Шаббат прошел спокойно. Воскресная утренняя служба всегда была долгой, с девяти до двенадцати. Раньше Саре приходилось тяжко, но теперь, как ни странно, нет. Затем начался приятный и беззаботный домашний ланч. После этого отец почитал им вслух, потом пошел вздремнуть, а они с Майклом взялись за шашки. Саре и брату всегда было хорошо вдвоем. Майкл любил музыку, и в воскресенье днем они с отцом ходили в Бруклинский музей на концерты. Телевизор оставался под запретом до конца шаббата, но в этот субботний вечер отец предложил ей послушать очередную, только что купленную пластинку. Это была запись студии «Ар-си-эй» – Первая симфония Бернстайна, исполненная под его же управлением. Сара подсела к отцу на диван и с любовью увидела, как его круглое лицо приобрело выражение полного счастья. Спать легли рано. День удался на славу.
Однако воскресным утром, когда Сара вошла в кухню, дела обстояли не так хорошо. Мать в одиночестве готовила французские тосты. Снизу доносилась музыка, отец играл на пианино, но стоило Саре направиться туда, чтобы пожелать ему доброго утра, как мать велела вернуться.
– Отец плохо спал, – покачала она головой. – Все думал про дядю Германа.
Сара вздохнула. За год до начала Второй мировой войны дядя Герман жил в Лондоне. Но он хорошо знал французский и бывал во Франции, где занимался мелким экспортом.
Вестей от дяди Германа не было год, но родные не удивлялись. «Он никогда не пишет писем, – жаловался отец. – А потом просто сваливается как снег на голову». Но в конце 1939 года они получили письмо. Оно было отправлено из Лондона, и дядя Герман сообщал, что едет во Францию. Отец встревожился. «Не знаю ни как туда попасть, ни как выбраться», – сказал он. Прошли месяцы. Больше известий не было. Дома надеялись, что дядя Герман в Лондоне. Во время же Блица отец произнес: «Лучше бы я пожелал ему остаться во Франции».
Молчание длилось.
Прошло больше четырех лет, когда правда открылась. Сара впервые увидела отца в таком бешенстве и безутешном горе. Тогда же она в первый раз познала силу скорби. И несмотря на юный возраст, ей отчаянно захотелось защитить отца при виде его страданий.

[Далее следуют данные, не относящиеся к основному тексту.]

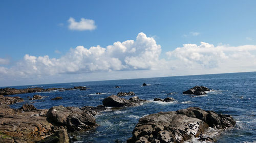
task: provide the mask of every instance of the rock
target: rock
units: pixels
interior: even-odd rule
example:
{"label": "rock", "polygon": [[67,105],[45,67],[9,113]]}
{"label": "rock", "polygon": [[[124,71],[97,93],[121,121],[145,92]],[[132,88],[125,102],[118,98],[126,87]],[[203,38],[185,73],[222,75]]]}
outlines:
{"label": "rock", "polygon": [[206,94],[206,92],[209,92],[210,91],[210,89],[204,86],[196,86],[186,91],[183,92],[183,94],[202,95]]}
{"label": "rock", "polygon": [[60,99],[62,99],[62,97],[58,96],[58,97],[56,97],[55,98],[52,98],[51,99],[53,100],[60,100]]}
{"label": "rock", "polygon": [[19,112],[0,106],[0,142],[35,142],[52,135],[54,126],[40,110]]}
{"label": "rock", "polygon": [[106,108],[102,105],[98,105],[97,107],[85,106],[80,109],[92,116],[94,116],[98,112],[106,110]]}
{"label": "rock", "polygon": [[[208,127],[225,129],[235,124],[229,115],[198,107],[160,112],[141,118],[127,142],[183,142],[192,137],[201,137]],[[213,141],[206,137],[201,139]]]}
{"label": "rock", "polygon": [[161,101],[161,102],[164,102],[163,100],[160,98],[155,98],[154,99],[154,101]]}
{"label": "rock", "polygon": [[175,101],[175,99],[172,97],[166,97],[166,98],[164,98],[163,101],[164,101],[164,102],[173,102],[173,101]]}
{"label": "rock", "polygon": [[117,94],[117,96],[124,96],[128,95],[135,95],[135,93],[133,92],[119,92]]}
{"label": "rock", "polygon": [[11,105],[22,102],[24,102],[24,100],[19,97],[5,97],[2,95],[0,95],[0,104]]}
{"label": "rock", "polygon": [[97,126],[94,118],[78,107],[53,106],[46,117],[49,122],[58,126],[66,126],[71,132],[86,131]]}
{"label": "rock", "polygon": [[175,101],[175,99],[172,97],[166,97],[166,98],[164,98],[164,99],[163,99],[163,100],[160,98],[155,98],[154,99],[154,101],[169,102],[174,101]]}
{"label": "rock", "polygon": [[42,99],[42,96],[39,95],[35,95],[33,98],[29,98],[29,100],[39,100]]}
{"label": "rock", "polygon": [[30,111],[36,110],[36,108],[32,104],[24,104],[19,109],[24,111]]}
{"label": "rock", "polygon": [[137,96],[127,100],[114,95],[105,98],[102,101],[103,105],[104,106],[109,107],[137,106],[143,102],[146,102],[146,100],[140,99]]}
{"label": "rock", "polygon": [[67,130],[61,129],[57,131],[55,133],[49,136],[38,143],[69,143],[70,139]]}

Затем Адлеры сделали то, что подобает еврейской семье при потере близких: сидели шиву.
Это был добрый обычай. При строгом его выполнении друзья и родственники приходят к скорбящим на протяжении семи дней с едой и словами утешения. Произнеся на пороге традиционные еврейские соболезнования, посетители беседуют со скорбящими, которые сидят на низких ящиках или стульях.
Мать Сары завесила в доме все зеркала. Детей одели в черные хламиды, которые закалывались спереди, но отец разорвал рубашку и сел в углу. Пришло много друзей, все понимали горе Дэниела Адлера и старались его утешить. Сара запомнила это навсегда.
«Шива по дяде Герману была худшим временем в моей жизни, – сказала мать. – Даже хуже, чем день, когда меня уволили».
То злополучное увольнение прочно вошло в семейное предание. Это случилось задолго до рождения Сары, еще до замужества матери. Она отправилась в Мидтаун на поиски работы и получила место секретарши в банке. Отец предупреждал ее, но что-то толкнуло мать Сары доказать его неправоту. Она была рыжеватая, с голубыми глазами, и ее редко принимали за еврейку. «К тому же меня зовут Сьюзен Миллер», – заявила она. «Когда-то звали Мильштейн», – отозвался отец. Он мог бы добавить и то, что Миллер – третья по частоте еврейская фамилия в Америке.
Но в банке ей не задали никаких неприятных вопросов, она проработала там шесть месяцев и была совершенно счастлива. Да, она не могла соблюдать шаббат, но ее семья не отличалась набожностью, а потому никто не огорчался.
Ее подвело случайное слово. Однажды в пятницу она беседовала с девушкой-сослуживицей, с которой находилась в отношениях вполне себе дружеских. Разговор шел об одном вздорном кассире, который жаловался на подругу. «Плюнь на него, – сказала Сара, – он постоянно квечит по поводу и без повода». Не подумав, она употребила слово из идиш и даже сама ничего не заметила, хотя обратила внимание на странный взгляд девушки.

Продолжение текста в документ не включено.